Он взял ее на руки и быстро отнес назад в спальню. С беспредельной нежностью он уложил ее на постель и шагнул к распахнутой двери.

— Марта!!! — заревел он так, что дом сотрясся до самых стропил.

Глава 15

Родовые схватки продолжались почти целые сутки. С приближением ночи Марта поняла, что роды могут быть очень трудными, и послала вниз негритенка передать Джону, чтобы он пригласил в Вудхэм врача, хотя, согласно обычаям того времени, роды должны были принимать только женщины, живущие в доме будущей матери. Это послание запоздало. Джон, бледный и трясущийся, уже давно отправил нарочного за врачом.
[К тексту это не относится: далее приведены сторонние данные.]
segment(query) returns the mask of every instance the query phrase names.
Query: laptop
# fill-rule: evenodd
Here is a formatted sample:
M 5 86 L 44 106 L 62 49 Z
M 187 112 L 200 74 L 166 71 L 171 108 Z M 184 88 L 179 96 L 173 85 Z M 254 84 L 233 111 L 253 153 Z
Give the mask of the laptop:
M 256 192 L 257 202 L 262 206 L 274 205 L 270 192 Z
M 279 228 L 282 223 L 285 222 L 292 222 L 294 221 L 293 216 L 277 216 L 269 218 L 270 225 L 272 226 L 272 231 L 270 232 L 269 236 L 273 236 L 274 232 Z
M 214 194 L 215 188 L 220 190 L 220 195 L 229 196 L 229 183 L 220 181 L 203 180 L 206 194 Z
Из-за дверей спальни доносились тихие стоны Кэти, перемежаемые отчаянными воплями, когда ей становилось особенно невмоготу. Джон мучился, покрываясь холодной испариной, и Петершэму вместе с одним из новых слуг приходилось силой оттаскивать его от лестницы, когда он порывался взбежать наверх и ворваться в комнату, где страдала его жена.

Старый доктор Сэндерсон прибыл в Вудхэм спустя три часа после того, как за ним послали гонца. Разъяренный Джон налетел на него с кулаками, хрипло интересуясь причиной такой задержки. В ответ доктор налил ему стакан чистого виски и коротко посоветовал посидеть где-нибудь в сторонке. Тряся седой головой, он начал взбираться по лестнице, вполголоса бормоча, что он предпочел бы разрешить от бремени десять рожениц, чем иметь дело с одним нетерпеливым отцом.

К вящей досаде Джона — и невыразимому ужасу Петершэма — выпитое виски не оказало на него ровно никакого действия. Джон опустошал один стакан за другим, но забвение упорно избегало его. Вскоре крики роженицы достигли такой надрывной ноты, что он стал уверен: его жена умирает. Проклиная свое бессилие, Джон, словно тигр, загнанный в клетку, мерил шагами коридор в непосредственной близости от спальни.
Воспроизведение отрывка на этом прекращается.